Load the iris dataset and use a SVM classifier with a linear kernel and C=1.0 to train on the features petal length and petal width. Visualize the predictions next to the data with original labels. Print the mean accuracy of the classifier on this data set. Draw the three decision boundaries between the three classes in the plot.
Load the iris dataset and use a SVM classifier with an rbf kernel and try out different parameters to train on the features petal length and petal width. Print the mean accuracy of the classifier on this data set. Draw the decision boundaries between the three classes in the plot.
Create a 2D blob dataset with 500 data instances and 5 blobs. Use a KNN-classifier and choose a value for K. Visualize the predictions next to the true labels in two plots. Use the cotourf function to draw the decision boundaries of the classifier.

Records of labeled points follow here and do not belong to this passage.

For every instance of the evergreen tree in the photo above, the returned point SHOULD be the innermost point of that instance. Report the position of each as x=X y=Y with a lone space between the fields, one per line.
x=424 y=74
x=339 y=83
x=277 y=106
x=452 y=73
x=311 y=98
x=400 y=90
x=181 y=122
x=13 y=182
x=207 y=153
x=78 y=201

Create a moons dataset with default values and a std deviation of 0.2. Use a decision tree to classify the data. Visualize the decision boundaries for a decision tree without restrictions and with minimum samples per leaf = 4
Load the california housing dataset. Plot the sixth feature of the data set (average number of rooms per dwelling) on
the x-axis and the value in $100000 on the y-axis. Use linear regression and KNN regression to predict the value with the average number of rooms per dwelling and visualize the predictions into the corresponding plots.
Load the data stored in the "grain_data.csv". In this file different grain types and their contents are listed. The class labels from 0 to 6 are "Barley","Oat","Corn","Rice","Rye","Wheat","Spelt" and the content labels are given in the first row.
Load the data stored in the "grain_data.csv" with pandas. In this file different grain types and their contents are listed. The class labels from 0 to 6 are "Barley","Oat","Corn","Rice","Rye","Wheat","Spelt" and the content labels are given in the first row.
Split the data into a train and test set. Use a classifier of your choice and train it on the train split. Print the confusion matrix, the accuracy, the precision of each class and the recall of each class of the classifier on the test split.
Graphically highlight learning curves using differently sized training/test spluts during a training of a linear and a rbf SVM to analyze the performance of the used classifiers.